The planets are not mentioned in the creation account; the stars are barely mentioned. But the main focus is on this earth as a good and suitable home for man, as well as the animals and plants.
Though scarred by the effects of sin and, sometimes, of human mismanagement, our earth is a good world. There is still a lot of goodness and beauty in it. And that should lead us to praise God.
Isaiah 45:18, speaks of the Lord who “created the heavens, he is God; he who fashioned and made the earth, he founded it; he did not create it to be empty, but formed it to be inhabited— he says: ‘I am the LORD, and there is no other’.”
There are three things in there to note:
- God created the heavens and earth. They deliberately came from His hand. They didn’t just happen.
- He created the earth to be inhabited. It is for us. It is our home.

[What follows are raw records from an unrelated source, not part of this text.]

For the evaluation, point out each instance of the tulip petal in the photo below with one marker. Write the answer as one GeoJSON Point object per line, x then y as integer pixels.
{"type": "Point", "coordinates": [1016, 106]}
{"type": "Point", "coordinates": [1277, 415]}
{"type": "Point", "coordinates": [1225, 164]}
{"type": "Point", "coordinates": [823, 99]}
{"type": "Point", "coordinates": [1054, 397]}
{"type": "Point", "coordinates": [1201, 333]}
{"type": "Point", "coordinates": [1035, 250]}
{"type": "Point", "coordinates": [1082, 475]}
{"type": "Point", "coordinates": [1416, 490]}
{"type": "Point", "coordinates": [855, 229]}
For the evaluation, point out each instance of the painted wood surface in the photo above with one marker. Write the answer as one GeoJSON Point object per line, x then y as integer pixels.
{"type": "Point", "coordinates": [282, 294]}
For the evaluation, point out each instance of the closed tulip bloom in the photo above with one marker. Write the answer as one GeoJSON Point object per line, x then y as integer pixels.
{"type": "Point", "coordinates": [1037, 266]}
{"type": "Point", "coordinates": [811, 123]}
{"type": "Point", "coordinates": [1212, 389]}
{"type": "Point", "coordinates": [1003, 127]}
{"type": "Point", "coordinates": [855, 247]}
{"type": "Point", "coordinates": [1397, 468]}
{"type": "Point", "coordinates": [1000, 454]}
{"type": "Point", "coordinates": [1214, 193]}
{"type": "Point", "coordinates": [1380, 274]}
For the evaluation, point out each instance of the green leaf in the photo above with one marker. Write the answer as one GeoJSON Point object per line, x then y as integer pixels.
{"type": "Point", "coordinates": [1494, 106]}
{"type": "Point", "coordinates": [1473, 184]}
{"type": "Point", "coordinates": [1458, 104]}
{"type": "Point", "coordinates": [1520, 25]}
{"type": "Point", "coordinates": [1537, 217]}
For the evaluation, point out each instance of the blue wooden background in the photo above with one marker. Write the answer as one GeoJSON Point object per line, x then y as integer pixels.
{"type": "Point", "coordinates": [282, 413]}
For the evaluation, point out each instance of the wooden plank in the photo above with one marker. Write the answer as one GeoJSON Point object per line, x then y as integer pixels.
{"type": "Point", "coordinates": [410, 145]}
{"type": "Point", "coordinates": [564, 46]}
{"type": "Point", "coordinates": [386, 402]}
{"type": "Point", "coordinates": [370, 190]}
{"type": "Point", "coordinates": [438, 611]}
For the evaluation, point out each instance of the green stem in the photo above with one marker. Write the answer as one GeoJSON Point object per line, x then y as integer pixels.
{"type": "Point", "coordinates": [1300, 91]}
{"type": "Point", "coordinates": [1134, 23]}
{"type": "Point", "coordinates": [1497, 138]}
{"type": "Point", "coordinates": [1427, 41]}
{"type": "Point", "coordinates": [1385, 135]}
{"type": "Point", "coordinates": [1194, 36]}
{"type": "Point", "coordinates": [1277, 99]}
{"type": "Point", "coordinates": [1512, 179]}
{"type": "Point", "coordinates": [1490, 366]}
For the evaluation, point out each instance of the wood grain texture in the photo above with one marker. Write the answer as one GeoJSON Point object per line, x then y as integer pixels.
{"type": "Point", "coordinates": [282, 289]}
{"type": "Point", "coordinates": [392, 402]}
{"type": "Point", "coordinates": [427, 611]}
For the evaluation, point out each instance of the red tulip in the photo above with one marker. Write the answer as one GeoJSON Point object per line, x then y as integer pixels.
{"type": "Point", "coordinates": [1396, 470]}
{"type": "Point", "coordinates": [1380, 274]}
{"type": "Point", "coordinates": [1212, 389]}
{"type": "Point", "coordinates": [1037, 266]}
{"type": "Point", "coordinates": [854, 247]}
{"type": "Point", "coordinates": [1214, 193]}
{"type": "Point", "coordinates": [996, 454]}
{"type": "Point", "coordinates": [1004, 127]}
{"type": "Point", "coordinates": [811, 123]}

- He reminds us that it was God alone who did it. No one else did it–no other gods. And, more applicable to western minds today, nothing (no-thing) else did it–no random processes.
This notion of ‘inter-planetary species’ weakens the distinctiveness of God’s giving us the earth as our home. It puts technology and human advancement in the place of God–as in ‘we will save ourselves’. There’s some arrogance there.
Is this a new version of a tower of Babel? A new human scheme of attempted godless accomplishment? It seems that way to me. It seems part of the trend to try and make human scientific achievement into a replacement for God. That’s ironic, and worse than ironic. Some took science, which was enabled by God-given human intelligence, which was supposed to be a way of finding out the intricacies of God’s creation, and abused the gift. They made it bigger than it was supposed to be, turning it into a replacement for God Himself. This is the ever-present temptation of idolatry throughout the ages: to take something the Creator gave as a gift and use that very thing to replace the Creator.
I wonder if these ‘multi planetary species’ promoters ever thought that, even if they were successful, that they might just be exporting the same problems to another planet. Human beings will still carry the faults and sins that they do now. Rather than attempting to inhabit other planets to solve our human problems, we would do better to settle down and acknowledge that “The earth is the Lord’s, and everything in it, the world, and all who live in it;” (Psalm 24:1).
This world was meant to be our home for whatever time we are given to live in it. And beyond that, there is the afterlife in heaven or hell. Mars is not the planet for us. Visit it, yes. Maybe set up a research colony. But earth is our home. Let us thank God for it.